What are the skills implications of the data revolution? We reflect about its impact on our day to day, and its link to recent research about how data analytics skills are creating value in UK businesses, and what this means for education and skills policy.
It has almost become a cliché to use mindboggling figures to illustrate how data is transforming the economy and society: billions of transactions in popular websites, years of content flowing through the internet, millions of devices generating streams of data day in and day out. But big as they may be, these numbers don't really give a sense of the actual applications of data, or of the effort and skills required to create value from it. They also hide the humans who (often if not always) generate the data and analyse it.
Maybe it's more fruitful to think about the way in which our lives at Nesta have been transformed by data. What are we doing at our jobs today that we couldn't have done, say, five years ago, when there was less data around?
Is it big data? Not really. Up until now, we haven’t had to run any Hadoop jobs (volume), store our data in NOSQL databases (variety) or work with streaming APIs (velocity), although we are getting there.
But that’s the wrong question anyway. Thinking of data in terms of size, or of the technology infrastructures required to create value from it can distract us from the truly important question: can we use this data to create value?
We believe so. Our business is to understand the dynamics of innovation and propose actions to support it in a way that creates economic and social value, and data is helping us to do that much more effectively, measuring innovation phenomena in a way that would have been uneconomical or impossible before: for example, to track connectivity between participants at innovation events, map informal communities of innovators, or identify companies operating in sectors that are poorly captured by standard codes, such as video games. We are even using data to understand innovation in areas like the arts and culture which traditionally have had little quantitative analysis, like theatre and literature.
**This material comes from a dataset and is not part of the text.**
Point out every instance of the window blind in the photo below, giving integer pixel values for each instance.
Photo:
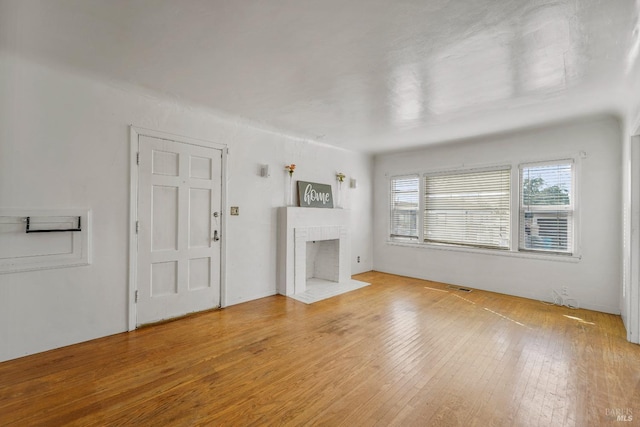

Innovation in data outputs helps us communicate research findings in a more compelling and enlightening way, and engage new audiences. Going forward, we want to create “self-service” applications that policymakers and other agents in the ecosystem (investors, entrepreneurs, etc.) can use to answer their burning questions, instead of having to rely on us to do it.
Doing all the above requires new skills: to get online data, clean it and wrangle it. Skills to put data in a shape that can be analysed, and skills to analyse it and visualise it. Also skills to understand the limitations and pitfalls of these news datasets.
Without those skills, all that new data would be for nought, and might even be detrimental if, for example, it led us to make the wrong decisions, or recommend the wrong actions. As Nate Silver put it in the introduction to The Signal and The Noise, “Big data will produce progress – eventually. How quickly it does, and whether we regress in the meantime, will depend on us.”
Nesta’s new report in partnership with Creative Skillset, Skills of the Datavores, suggests that our personal and organisational experience with data – in terms of its opportunities and skills aspects - reflects the wider situation of other organisations in the UK. This has policy implications that we explore in Analytic Britain, a policy briefing that we have developed jointly with Universities UK.[1]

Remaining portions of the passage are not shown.